R: What did they like about you as a player, and how do they see you fitting into their program?
AW: They liked my size the most, because I had the ability to hit the ball out of the ball park. I haven’t completely figured out where I’ll fit in, but it’s either as a power hitting first baseman or a big guy on the mound. Or both.
R: What attracted you to Doane and their baseball program?
AW: What I really liked about the school’s program was that it wasn’t much different from the Rogue training I’m used to and also the fact that they had a domed indoor facility at the field.
R: How long before they offered you, and how long until you committed? Were you talking to other schools as well when you decided to commit?

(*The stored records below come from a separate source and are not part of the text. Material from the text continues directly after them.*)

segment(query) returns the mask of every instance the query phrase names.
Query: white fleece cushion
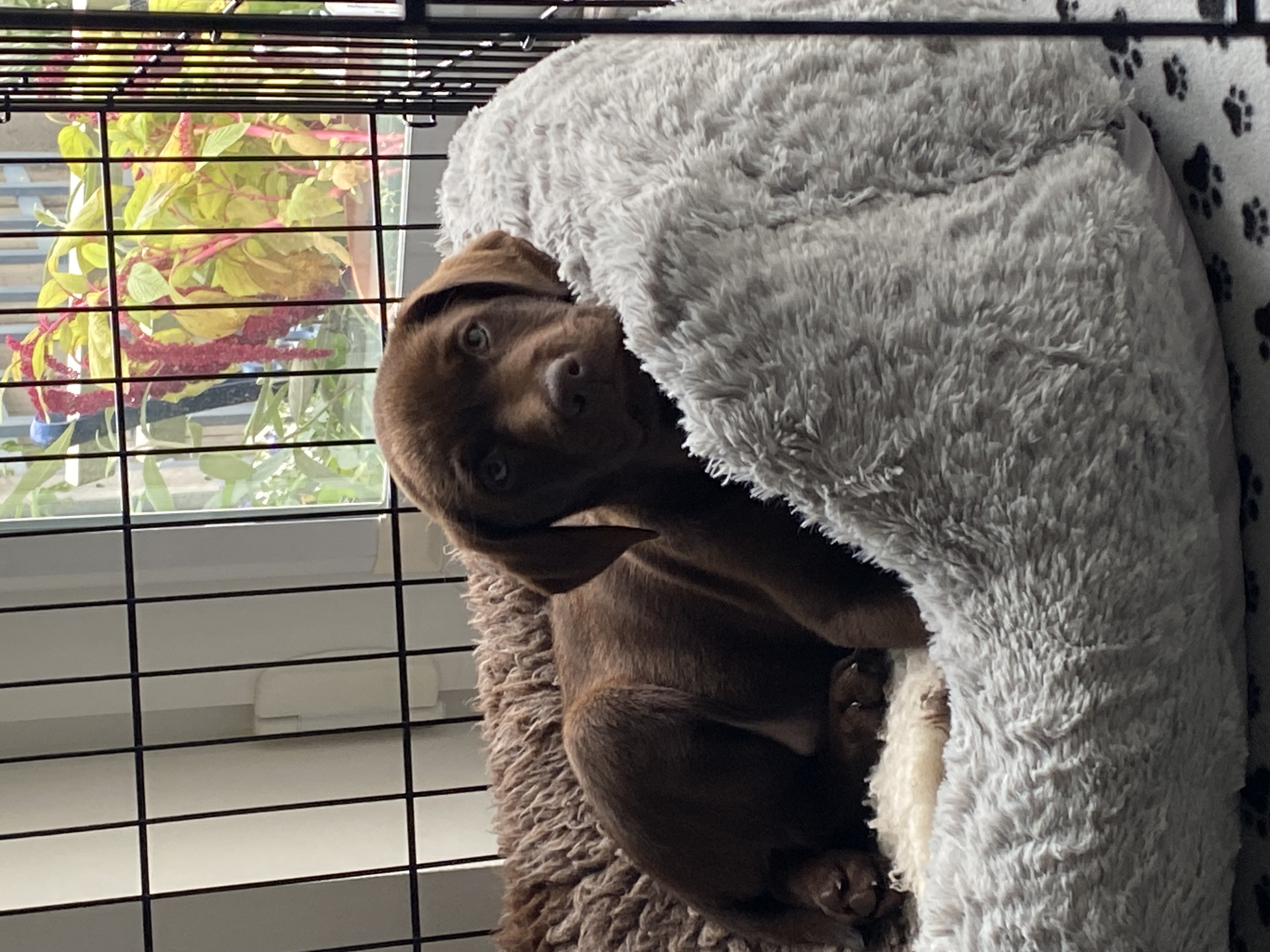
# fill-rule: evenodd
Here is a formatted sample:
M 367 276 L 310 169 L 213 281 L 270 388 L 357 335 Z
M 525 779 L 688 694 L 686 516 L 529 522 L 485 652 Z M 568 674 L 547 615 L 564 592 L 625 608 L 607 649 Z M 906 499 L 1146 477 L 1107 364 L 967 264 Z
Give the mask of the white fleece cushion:
M 664 15 L 773 14 L 931 6 Z M 556 256 L 692 452 L 912 585 L 954 711 L 923 949 L 1226 946 L 1215 404 L 1099 50 L 591 39 L 474 116 L 443 184 L 446 242 Z

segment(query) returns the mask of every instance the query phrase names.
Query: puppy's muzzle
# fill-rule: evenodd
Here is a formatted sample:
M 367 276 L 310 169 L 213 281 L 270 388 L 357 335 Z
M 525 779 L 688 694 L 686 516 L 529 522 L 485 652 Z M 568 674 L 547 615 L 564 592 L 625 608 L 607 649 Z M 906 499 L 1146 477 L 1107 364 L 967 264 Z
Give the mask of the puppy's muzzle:
M 565 354 L 542 372 L 551 409 L 566 419 L 580 416 L 591 397 L 591 380 L 580 354 Z

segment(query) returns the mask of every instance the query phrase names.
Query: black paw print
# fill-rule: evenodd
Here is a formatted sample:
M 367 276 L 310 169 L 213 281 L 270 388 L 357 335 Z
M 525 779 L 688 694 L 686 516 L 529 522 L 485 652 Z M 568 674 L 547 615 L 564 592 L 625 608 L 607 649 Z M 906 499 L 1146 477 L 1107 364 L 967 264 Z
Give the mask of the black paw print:
M 1248 241 L 1256 241 L 1257 245 L 1264 245 L 1265 240 L 1270 237 L 1270 212 L 1266 212 L 1261 199 L 1253 198 L 1251 202 L 1245 202 L 1240 211 L 1243 213 L 1243 237 Z
M 1265 307 L 1259 307 L 1252 312 L 1252 325 L 1261 336 L 1270 338 L 1270 301 L 1266 302 Z M 1260 353 L 1262 360 L 1270 360 L 1270 344 L 1265 340 L 1261 341 Z
M 1205 218 L 1212 218 L 1213 209 L 1222 207 L 1222 189 L 1217 185 L 1226 182 L 1226 173 L 1213 161 L 1203 142 L 1195 146 L 1195 155 L 1182 162 L 1182 182 L 1193 189 L 1191 211 L 1204 212 Z
M 1270 811 L 1270 769 L 1257 767 L 1243 778 L 1243 790 L 1240 791 L 1240 816 L 1245 826 L 1265 838 L 1270 835 L 1267 811 Z M 1266 880 L 1266 883 L 1270 885 L 1270 880 Z M 1270 899 L 1270 894 L 1266 899 Z
M 1186 99 L 1190 91 L 1190 83 L 1186 81 L 1186 63 L 1173 53 L 1163 62 L 1165 93 L 1173 96 L 1179 103 Z
M 1220 23 L 1226 19 L 1226 0 L 1196 0 L 1195 9 L 1199 11 L 1200 19 L 1205 19 L 1209 23 Z M 1205 43 L 1212 43 L 1212 37 L 1204 37 Z M 1223 50 L 1229 48 L 1231 41 L 1227 37 L 1218 37 L 1217 42 L 1222 44 Z
M 1160 129 L 1156 128 L 1156 121 L 1151 118 L 1151 113 L 1138 113 L 1138 118 L 1142 119 L 1142 124 L 1147 127 L 1147 132 L 1151 133 L 1151 143 L 1160 151 Z
M 1231 292 L 1234 289 L 1234 278 L 1231 277 L 1231 265 L 1226 263 L 1226 259 L 1222 255 L 1213 255 L 1204 265 L 1204 270 L 1208 273 L 1208 287 L 1213 292 L 1213 303 L 1220 305 L 1223 301 L 1229 301 Z
M 1113 23 L 1128 23 L 1129 14 L 1124 11 L 1123 6 L 1118 6 L 1116 11 L 1111 15 Z M 1111 71 L 1116 76 L 1124 76 L 1125 79 L 1133 79 L 1138 70 L 1142 69 L 1142 37 L 1102 37 L 1102 46 L 1111 51 L 1111 56 L 1107 57 L 1111 63 Z
M 1247 453 L 1240 453 L 1238 459 L 1240 466 L 1240 528 L 1242 529 L 1250 522 L 1256 522 L 1261 518 L 1261 506 L 1257 503 L 1257 496 L 1261 495 L 1261 490 L 1265 486 L 1261 482 L 1261 477 L 1252 472 L 1252 457 Z
M 1252 132 L 1252 103 L 1248 102 L 1248 91 L 1238 86 L 1231 86 L 1231 91 L 1222 100 L 1222 112 L 1226 121 L 1231 123 L 1231 132 L 1242 136 Z

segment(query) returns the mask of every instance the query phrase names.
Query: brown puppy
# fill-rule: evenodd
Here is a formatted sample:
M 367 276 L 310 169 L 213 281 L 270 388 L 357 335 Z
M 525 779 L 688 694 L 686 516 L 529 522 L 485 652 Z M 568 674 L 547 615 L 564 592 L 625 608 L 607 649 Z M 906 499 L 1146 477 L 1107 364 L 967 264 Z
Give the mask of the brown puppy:
M 710 479 L 616 315 L 504 232 L 405 302 L 375 395 L 392 476 L 547 602 L 569 760 L 641 869 L 724 924 L 859 942 L 899 905 L 862 806 L 892 575 Z

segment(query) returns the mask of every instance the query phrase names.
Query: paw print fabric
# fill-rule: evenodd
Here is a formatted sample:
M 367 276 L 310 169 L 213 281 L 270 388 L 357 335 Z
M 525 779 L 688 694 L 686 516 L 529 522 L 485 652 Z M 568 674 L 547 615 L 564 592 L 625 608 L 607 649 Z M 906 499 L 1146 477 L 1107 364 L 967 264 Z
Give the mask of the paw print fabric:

AW: It took awhile before I got an offer due to the fact that I had to turn all my academic stuff in first. After I got my offer it took me about a week and a half before I decided to commit. I was talking to two other schools when I decided to commit so I had to let those coaches know about my decision.
R: Now that you are committed, what are your biggest priorities between now and when you head to campus?
AW: My priorities haven’t changed since committing. My priority is still just getting ready for the spring season so I can have a dominant senior year.
R: What is your advice to younger players with college baseball aspirations?
AW: I would recommend to younger guys is that even when times are rough just keep getting your work in and keep your head up cause if you work hard enough a college will find you. The biggest recommendation is to make sure you find people and a program that puts your success above anything else and want to see you succeed.